In dieser Folge der Sternengeschichten wird es um Verbrechen gehen. Um Diebstahl, Erpessung, um Mord und Totschlag. Ok, um Mord und Totschlag nicht, obwohl es das in der Astronomie natürlich auch gegeben hat. Astronomie wird von Menschen betrieben und Menschen verhalten sich menschlich. Und dazu gehört leider auch Gewalt und Kriminalität. Aber wie gesagt: Wir werden uns auf Diebstahl und Erpressung konzentrieren; die Geschichten von Mord und Totschlag erzähle ich vielleicht ein anderes Mal.

Einer der berühmtesten Diebstähle in der Astronomie fand im 19. Jahrhundert statt und zwar an der Allegheny Sternwarte in Pittsburgh. Sie wurde 1859 gegründet, zuerst als private Einrichtung, die aber ein paar Jahre später der Universität von Pennsylvania angeschlossen wurde. Ihr erster Direktor war Samuel Pierpont Langley, der nicht nur das Bolometer erfunden hat, also ein Gerät, das die gesamte elektromagnetische Strahlung messen kann, die von einem Objekt ausgeht – was enorm wichtig für die Helligkeitsmessung von Sternen ist – sondern auch ein Pioneer der Luftfahrt war. Damals war die Sternwarte mit dem Fitz-Clark-Refraktor ausgestattet, ein Teleskop mit einer Linse die einen Durchmesser von 33 Zentimetern hatte. Das klingt nach wenig, ist aber gar nicht so schlecht für ein Linsenteleskop und damals war es das drittgrößte Teleskop der Welt.

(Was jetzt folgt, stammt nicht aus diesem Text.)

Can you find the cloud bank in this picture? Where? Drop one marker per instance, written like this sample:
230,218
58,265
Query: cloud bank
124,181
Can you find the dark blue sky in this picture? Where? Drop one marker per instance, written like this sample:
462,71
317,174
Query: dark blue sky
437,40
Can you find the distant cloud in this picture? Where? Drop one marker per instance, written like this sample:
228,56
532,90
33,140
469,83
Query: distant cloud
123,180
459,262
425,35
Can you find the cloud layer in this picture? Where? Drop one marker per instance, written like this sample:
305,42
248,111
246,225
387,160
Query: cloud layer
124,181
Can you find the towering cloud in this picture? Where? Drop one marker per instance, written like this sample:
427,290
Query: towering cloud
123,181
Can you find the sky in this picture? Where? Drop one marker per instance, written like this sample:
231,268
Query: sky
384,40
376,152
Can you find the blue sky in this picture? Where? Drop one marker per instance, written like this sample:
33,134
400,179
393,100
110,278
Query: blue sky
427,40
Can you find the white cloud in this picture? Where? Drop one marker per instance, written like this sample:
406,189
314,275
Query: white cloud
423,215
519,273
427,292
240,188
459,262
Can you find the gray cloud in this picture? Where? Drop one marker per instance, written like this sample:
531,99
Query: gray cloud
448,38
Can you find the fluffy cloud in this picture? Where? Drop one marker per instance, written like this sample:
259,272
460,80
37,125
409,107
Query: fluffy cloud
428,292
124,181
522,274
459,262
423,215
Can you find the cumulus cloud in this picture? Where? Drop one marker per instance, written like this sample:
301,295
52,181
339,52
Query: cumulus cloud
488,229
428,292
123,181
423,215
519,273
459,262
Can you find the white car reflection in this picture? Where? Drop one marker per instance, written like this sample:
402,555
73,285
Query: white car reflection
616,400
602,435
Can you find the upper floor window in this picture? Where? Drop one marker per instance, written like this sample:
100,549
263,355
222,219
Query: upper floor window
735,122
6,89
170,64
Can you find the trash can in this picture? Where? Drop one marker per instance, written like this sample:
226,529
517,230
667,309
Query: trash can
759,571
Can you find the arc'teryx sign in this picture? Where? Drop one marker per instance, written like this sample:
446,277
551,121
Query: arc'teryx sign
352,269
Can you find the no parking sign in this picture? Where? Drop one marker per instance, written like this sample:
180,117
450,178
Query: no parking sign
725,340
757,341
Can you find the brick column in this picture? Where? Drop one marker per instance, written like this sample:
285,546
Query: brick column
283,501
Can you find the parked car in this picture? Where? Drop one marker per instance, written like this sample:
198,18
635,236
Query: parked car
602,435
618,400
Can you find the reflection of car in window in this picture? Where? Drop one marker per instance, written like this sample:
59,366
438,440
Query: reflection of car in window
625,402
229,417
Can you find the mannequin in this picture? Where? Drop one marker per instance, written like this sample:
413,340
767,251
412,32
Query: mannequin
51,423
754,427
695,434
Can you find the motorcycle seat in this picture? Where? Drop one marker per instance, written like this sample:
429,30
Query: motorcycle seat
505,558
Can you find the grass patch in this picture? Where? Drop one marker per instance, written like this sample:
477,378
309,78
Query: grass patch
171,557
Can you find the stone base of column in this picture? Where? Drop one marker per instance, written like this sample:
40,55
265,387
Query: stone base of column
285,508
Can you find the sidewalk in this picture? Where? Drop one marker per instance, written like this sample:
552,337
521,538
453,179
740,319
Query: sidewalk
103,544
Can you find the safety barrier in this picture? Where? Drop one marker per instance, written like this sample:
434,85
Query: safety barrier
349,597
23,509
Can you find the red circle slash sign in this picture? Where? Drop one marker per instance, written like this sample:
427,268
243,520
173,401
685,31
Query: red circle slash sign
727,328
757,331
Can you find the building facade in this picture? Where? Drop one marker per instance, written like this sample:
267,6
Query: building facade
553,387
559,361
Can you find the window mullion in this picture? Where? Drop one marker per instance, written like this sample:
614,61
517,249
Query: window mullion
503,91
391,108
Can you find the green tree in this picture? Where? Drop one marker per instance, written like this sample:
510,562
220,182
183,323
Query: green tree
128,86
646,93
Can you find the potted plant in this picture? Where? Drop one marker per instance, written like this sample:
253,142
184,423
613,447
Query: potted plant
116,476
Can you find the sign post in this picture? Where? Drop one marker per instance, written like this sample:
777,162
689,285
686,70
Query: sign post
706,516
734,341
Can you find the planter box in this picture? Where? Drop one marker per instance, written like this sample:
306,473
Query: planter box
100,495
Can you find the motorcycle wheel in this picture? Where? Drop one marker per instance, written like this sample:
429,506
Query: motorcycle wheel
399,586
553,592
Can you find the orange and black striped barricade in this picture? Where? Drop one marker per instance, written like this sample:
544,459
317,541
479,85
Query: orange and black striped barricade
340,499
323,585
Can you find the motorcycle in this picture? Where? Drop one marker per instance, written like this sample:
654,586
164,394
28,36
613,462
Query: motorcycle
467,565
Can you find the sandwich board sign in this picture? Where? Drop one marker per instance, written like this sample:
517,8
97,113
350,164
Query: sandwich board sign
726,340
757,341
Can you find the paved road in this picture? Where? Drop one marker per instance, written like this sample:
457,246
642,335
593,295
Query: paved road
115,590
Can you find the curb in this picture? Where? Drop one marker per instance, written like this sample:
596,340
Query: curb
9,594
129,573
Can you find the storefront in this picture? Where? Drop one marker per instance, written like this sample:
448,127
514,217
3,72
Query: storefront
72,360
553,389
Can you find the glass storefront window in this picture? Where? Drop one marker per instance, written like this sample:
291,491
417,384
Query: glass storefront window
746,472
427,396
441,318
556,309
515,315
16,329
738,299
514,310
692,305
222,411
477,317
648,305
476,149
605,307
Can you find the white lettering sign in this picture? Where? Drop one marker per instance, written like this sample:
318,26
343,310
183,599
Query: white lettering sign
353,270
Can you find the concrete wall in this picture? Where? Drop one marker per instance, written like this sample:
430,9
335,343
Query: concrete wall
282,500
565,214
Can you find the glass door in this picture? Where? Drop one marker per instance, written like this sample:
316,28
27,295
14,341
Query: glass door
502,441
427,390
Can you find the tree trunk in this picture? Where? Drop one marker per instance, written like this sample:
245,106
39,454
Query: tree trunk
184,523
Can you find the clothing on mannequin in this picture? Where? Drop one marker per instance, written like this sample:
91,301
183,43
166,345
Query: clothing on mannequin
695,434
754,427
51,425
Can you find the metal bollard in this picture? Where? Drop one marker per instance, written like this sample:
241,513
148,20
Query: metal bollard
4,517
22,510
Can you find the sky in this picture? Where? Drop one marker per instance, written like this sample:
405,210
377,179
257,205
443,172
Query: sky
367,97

Am 8. Juli 1872 ist Langley gerade von einer Konferenz zurück zur Sternwarte gekommen und musste feststellen, dass irgendjemand die Linse des Teleskop geklaut hatte. Ein ziemlich kurioser Diebstahl, denn erstens ist es gar nicht so einfach, so eine Linse unbemerkt aus einem Teleksop raus zu bekommen. Und zweitens: Was fängt man damit an? Es handelt sich ja nur um ein Stück Glas. Zugegeben, ein Stück Glas, das sehr aufwendig herzustellen ist und dessen Herstellung viel Geld kostet. Aber wenn man nicht zufällig eine Sternwarte zuhause hat, kann man damit nicht viel anfangen. Aber dem Dieb ging es nicht um astronomische Beobachtung. Sondern um die Erpressung von Lösegeld. Für die Sternwarte war es natürlich wichtig, ein funktionierendes Teleskop zu haben und der Gedanke, dass man sich die Rückgabe der Linse einiges an Geld kosten lassen würde, war nicht ganz abwegig.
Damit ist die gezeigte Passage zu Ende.